Den’s documents and tables are primitive, but they’re enough to demonstrate the likely role this and others will play as disruptors in the enterprise workspace segment. Our work has not changed much, but the way we will achieve progress and perform tasks is undeniably evolving rapidly. This article lays out some additional observations.

This screenshot is today’s output of the agent shown above. Bear in mind, this is a straightforward autonomous workflow, but it demonstrates how simple it is to gather sources, add a little context, and produce helpful documents which, themselves, may become dynamic contexts for additional downstream agentic processes. Development teams tend to miss the ‘flywheel’ effect of agentic contexts.

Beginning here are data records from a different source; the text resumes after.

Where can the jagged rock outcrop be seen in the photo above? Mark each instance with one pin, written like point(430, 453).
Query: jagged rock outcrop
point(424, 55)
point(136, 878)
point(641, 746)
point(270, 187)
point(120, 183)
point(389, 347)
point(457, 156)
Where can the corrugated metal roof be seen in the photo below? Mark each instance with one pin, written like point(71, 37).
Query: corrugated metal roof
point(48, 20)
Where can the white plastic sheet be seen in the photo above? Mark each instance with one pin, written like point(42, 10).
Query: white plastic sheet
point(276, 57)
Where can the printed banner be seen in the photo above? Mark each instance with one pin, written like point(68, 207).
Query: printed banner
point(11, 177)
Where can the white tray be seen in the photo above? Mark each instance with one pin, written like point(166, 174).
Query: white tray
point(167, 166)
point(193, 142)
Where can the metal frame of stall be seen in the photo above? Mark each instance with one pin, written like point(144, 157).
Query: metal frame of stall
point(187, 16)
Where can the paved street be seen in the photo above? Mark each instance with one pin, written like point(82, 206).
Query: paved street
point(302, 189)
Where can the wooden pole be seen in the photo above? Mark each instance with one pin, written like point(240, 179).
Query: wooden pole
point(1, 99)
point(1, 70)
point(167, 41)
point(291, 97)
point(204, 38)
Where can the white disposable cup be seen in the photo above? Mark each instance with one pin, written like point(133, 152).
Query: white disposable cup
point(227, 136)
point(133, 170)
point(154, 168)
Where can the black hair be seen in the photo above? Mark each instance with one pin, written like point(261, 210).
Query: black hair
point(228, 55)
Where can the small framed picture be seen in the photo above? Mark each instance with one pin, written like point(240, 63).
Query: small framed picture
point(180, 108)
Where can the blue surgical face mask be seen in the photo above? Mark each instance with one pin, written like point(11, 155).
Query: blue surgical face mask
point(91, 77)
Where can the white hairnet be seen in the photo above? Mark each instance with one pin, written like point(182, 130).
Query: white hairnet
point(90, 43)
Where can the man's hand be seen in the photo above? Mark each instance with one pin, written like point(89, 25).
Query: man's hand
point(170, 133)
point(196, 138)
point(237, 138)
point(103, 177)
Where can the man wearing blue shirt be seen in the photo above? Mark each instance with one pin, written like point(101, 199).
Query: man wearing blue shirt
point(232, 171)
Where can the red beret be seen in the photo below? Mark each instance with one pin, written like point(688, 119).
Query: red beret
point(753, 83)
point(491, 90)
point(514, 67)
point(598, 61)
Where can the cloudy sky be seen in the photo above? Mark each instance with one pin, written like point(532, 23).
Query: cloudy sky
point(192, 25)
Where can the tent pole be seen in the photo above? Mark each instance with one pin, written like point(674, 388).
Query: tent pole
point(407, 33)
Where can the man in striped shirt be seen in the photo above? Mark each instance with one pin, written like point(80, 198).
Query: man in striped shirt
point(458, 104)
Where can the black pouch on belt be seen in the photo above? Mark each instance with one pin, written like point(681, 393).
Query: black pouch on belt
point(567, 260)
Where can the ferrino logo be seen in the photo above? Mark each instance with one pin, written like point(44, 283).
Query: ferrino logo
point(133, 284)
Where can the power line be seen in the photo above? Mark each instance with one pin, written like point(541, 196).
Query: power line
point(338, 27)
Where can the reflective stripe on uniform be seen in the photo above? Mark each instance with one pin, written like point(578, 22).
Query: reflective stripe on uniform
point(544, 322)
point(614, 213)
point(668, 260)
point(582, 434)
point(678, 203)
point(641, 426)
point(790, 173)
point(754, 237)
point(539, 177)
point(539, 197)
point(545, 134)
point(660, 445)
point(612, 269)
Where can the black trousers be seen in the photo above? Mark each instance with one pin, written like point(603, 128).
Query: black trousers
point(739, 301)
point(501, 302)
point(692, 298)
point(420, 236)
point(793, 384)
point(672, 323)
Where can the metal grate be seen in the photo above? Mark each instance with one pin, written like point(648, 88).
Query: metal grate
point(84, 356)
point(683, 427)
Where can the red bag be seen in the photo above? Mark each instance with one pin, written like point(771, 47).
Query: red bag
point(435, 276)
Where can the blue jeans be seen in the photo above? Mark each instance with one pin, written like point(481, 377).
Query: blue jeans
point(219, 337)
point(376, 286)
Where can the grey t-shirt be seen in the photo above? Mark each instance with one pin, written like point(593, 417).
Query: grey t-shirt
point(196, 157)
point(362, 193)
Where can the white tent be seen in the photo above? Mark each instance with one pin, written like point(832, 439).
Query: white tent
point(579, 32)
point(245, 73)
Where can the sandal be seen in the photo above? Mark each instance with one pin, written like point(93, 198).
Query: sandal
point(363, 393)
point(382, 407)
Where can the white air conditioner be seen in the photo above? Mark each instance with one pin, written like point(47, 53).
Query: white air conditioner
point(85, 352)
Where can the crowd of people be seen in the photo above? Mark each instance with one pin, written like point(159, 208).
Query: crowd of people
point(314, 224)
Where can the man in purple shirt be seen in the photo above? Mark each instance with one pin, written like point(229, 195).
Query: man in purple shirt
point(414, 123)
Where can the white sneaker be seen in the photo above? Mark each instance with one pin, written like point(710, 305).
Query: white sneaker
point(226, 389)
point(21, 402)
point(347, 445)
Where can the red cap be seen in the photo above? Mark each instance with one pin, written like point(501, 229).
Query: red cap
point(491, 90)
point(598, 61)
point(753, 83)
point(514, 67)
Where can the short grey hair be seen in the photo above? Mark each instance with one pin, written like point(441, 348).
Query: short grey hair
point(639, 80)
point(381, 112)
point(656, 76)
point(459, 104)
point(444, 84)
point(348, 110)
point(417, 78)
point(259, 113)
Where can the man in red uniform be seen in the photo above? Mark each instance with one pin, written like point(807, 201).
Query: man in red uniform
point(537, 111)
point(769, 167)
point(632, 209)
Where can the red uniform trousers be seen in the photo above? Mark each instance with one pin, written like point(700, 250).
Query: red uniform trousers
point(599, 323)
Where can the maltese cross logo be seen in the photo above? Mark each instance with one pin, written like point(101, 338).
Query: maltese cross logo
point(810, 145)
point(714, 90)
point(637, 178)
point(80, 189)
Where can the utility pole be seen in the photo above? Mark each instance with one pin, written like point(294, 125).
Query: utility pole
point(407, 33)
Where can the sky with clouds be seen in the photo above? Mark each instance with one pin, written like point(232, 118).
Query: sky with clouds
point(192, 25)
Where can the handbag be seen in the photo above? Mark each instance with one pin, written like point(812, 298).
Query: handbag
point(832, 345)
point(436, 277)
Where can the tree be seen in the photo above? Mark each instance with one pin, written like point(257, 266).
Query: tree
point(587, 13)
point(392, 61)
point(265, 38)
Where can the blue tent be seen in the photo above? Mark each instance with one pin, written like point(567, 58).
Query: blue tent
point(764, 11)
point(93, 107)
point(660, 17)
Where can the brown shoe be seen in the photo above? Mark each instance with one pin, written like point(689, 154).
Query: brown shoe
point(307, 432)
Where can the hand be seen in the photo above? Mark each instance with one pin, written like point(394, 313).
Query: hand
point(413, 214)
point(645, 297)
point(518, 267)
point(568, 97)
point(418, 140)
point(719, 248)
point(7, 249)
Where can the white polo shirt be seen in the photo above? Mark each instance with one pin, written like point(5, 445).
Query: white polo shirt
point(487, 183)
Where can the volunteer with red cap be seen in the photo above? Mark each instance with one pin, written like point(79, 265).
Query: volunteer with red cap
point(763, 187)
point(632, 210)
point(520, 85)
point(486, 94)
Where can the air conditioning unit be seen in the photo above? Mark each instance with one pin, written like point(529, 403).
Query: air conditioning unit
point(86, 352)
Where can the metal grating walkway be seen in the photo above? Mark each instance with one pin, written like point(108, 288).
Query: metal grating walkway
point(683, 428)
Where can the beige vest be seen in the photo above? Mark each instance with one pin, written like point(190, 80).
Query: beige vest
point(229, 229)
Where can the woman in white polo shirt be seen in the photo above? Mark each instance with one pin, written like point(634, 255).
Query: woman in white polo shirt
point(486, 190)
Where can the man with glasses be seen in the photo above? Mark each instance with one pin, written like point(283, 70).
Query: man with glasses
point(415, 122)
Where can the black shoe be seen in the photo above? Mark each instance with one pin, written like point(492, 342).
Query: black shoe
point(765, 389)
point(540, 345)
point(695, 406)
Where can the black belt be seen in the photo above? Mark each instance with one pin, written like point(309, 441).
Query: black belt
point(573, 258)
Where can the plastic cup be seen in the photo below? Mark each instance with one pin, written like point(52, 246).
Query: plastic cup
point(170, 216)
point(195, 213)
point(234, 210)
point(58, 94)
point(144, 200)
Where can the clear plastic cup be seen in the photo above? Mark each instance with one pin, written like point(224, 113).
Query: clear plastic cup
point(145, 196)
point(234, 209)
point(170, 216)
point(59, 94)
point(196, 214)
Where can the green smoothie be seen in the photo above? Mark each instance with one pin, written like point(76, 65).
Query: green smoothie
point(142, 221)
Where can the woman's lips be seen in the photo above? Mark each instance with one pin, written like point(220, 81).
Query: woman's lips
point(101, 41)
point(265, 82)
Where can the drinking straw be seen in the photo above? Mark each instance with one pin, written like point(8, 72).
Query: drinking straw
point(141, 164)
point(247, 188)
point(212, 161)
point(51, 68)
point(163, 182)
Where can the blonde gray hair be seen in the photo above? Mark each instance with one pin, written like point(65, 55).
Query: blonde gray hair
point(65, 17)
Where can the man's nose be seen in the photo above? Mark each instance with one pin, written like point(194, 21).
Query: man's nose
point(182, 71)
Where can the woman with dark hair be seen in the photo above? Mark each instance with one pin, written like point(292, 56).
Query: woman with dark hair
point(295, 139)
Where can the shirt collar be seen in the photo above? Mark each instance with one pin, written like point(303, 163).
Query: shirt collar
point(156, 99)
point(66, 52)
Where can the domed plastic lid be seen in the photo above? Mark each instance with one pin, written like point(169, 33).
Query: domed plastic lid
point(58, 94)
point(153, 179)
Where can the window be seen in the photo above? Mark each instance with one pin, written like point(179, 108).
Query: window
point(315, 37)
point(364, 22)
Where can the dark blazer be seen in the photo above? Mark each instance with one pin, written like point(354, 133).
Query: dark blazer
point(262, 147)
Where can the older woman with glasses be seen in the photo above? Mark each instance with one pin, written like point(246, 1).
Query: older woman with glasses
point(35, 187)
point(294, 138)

Indeed. But the very essence of ‘workflow’ is evolving when agents are introduced.

As you can imagine, with Den, building evals is no less daunting. You still need to undertake the challenging task of developing evaluation processes. However, unlike Coda, you have a new tool on the table - MCP. :wink: We’re building agents that build evals and also execute them, assess outcomes, and report their findings. One then faces the reality that you we eval the evaluators, a topic for another thread.

Spot-on. Training predictive AI models specifically on numerical data (e.g., tabular datasets) allows them to capture relationships and patterns far better than a general-purpose LLM. Integrating these models as tools within an LLM agent is a smart approach—it leverages the LLM’s natural language strengths for context and orchestration while offloading numerical reasoning to a specialized model that “understands” the data’s structure and relationships more deeply. This hybrid setup can significantly enhance performance on tasks requiring numerical insight, like financial analysis or scientific data interpretation.

How will Coda overcome this inherent number-centric LLM limitation?

MCP supports multi-agent architectures, where specialized models can delegate tasks (e.g., numerical analysis) to other agents or tools, simplifying the orchestration of complex workflows. I hate the idea of deep investment in model training only to learn that the hurdle is effortless scaled with a simple MCP integration.